Réduction de la vitesse, bateaux géants, traction par des cerfs-volants ou carburation au gaz: le groupe marseillais CMA-CGM, troisième armateur mondial de transport maritime en conteneurs, innove pour réaliser des économies de carburant.
Confronté à la volatilité des cours du pétrole, le groupe phocéen, comme ses principaux concurrents du secteur du transport maritime, multiplie les pistes pour économiser les énergies fossiles.
CMA-CGM (Compagnie maritime d'affrètement-Compagnie générale maritime), vient de lancer "le plus grand porte-conteneurs au monde", le Marco-Polo, mesurant près de 400 m et d'une capacité de 16.000 EVP (équivalent vingt pieds, taille standard d'un conteneur, NDLR). Le mastodonte est en train de réaliser sa première rotation entre l'Asie et l'Europe et doit rejoindre le Havre à la mi-décembre.
"Plus le bâtiment est gros, plus on fait des économies d'échelle.

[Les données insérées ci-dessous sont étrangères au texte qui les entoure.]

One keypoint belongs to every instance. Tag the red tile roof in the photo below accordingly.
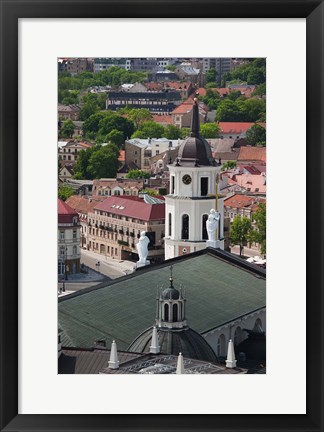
(240, 201)
(237, 127)
(121, 155)
(163, 119)
(252, 154)
(133, 207)
(83, 204)
(65, 212)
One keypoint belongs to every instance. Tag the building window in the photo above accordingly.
(221, 346)
(204, 228)
(175, 313)
(172, 184)
(185, 227)
(166, 312)
(204, 186)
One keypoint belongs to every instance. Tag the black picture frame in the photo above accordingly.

Il y a 10 ans on transportait 6.500 EVP avec un moteur de 100.000 chevaux, aujourd'hui pour un 16.000 EVP ont est toujours à 100.000 chevaux", explique Luc Portier, le directeur Projets, Études et Développement au sein du groupe phocéen.
Selon lui, "l'accroissement de la taille des navires va de pair avec une baisse de la vitesse", ou "slow steaming". Les bateaux sont ralentis de 24 nœuds à 18/21 nœuds, voire même à 14 nœuds pour le "very slow steaming".
"C'est une tendance lourde de ces dernières années, on ne conçoit plus de navire pour aller à 26 nœuds", lance Luc Portier. Il explique que la vitesse coûte cher: "Un navire de 13.000 EVP à 12 nœuds consomme 60 tonnes de fioul par jour, à 22 nœuds il consomme 180 tonnes par jour et à 25 nœuds 330 tonnes par jour".
"Le carburant représente entre le tiers et la moitié de la dépense. C'est un coût volatile, il varie du plus haut au plus bas, on essaie par conséquent de le minimiser", justifie le directeur des projets.
Dorénavant, plus question d'aller au maximum des performances, les armateur "accélèrent en fonction de la valeur ajoutée de la cargaison".
Cette "course à la lenteur" a obligé les motoristes à repenser leurs gammes pour le slow steaming: "Nous avons adapté la carburation des navires en circulation et nous travaillons avec les principaux motoristes (l'allemand Mann et le finlandais Wärtsilä, NDLR) sur des nouvelles générations de moteurs diesel deux temps qui auront un meilleur rendement à basse vitesse", souligne Ludovic Gérard, architecte naval et directeur central de CMA Ships.
Des bateaux tractés par cerfs-volants
Il explique que "l'étape suivante" sera probablement le changement de carburant et le passage du pétrole au gaz. "Le gaz offre l'avantage d'être une ressource présente en quantité importante et il est beaucoup moins polluant grâce à une combustion bien meilleure", affirme ce dirigeant, ajoutant que les navires en service pourront être "facilement modifiés".
Ludovic Gérard affirme qu'il y a toujours moyen d'agir sur "les formes de carènes, les appendices sous-marins qui améliorent le rendement de la propulsion ou d'adapter le bulbe (renflement à l'avant)", afin de grappiller "quelques pourcents de consommation".
Enfin, dernière piste, CMA-CGM réfléchit, comme son concurrent allemand Beluga, sur la traction par cerf-volant.
Si du côté allemand, on travaille sur un système de voile avec armature de grande dimension prévue pour flotter à une altitude de 100 à 300 mètres, de son côté CMA-CGM a un projet pour tester un cerf-volant développé par le navigateur Yves Parlier, une voile à caissons (armatures gonflables) apparentée à celles utilisées en kitesurf.
"On envisage de pouvoir assurer 20% de la propulsion d'un porte-conteneurs", estime Yves Parlier, qui espère pouvoir réaliser un test grandeur nature sur un navire du groupe marseillais dès 2014.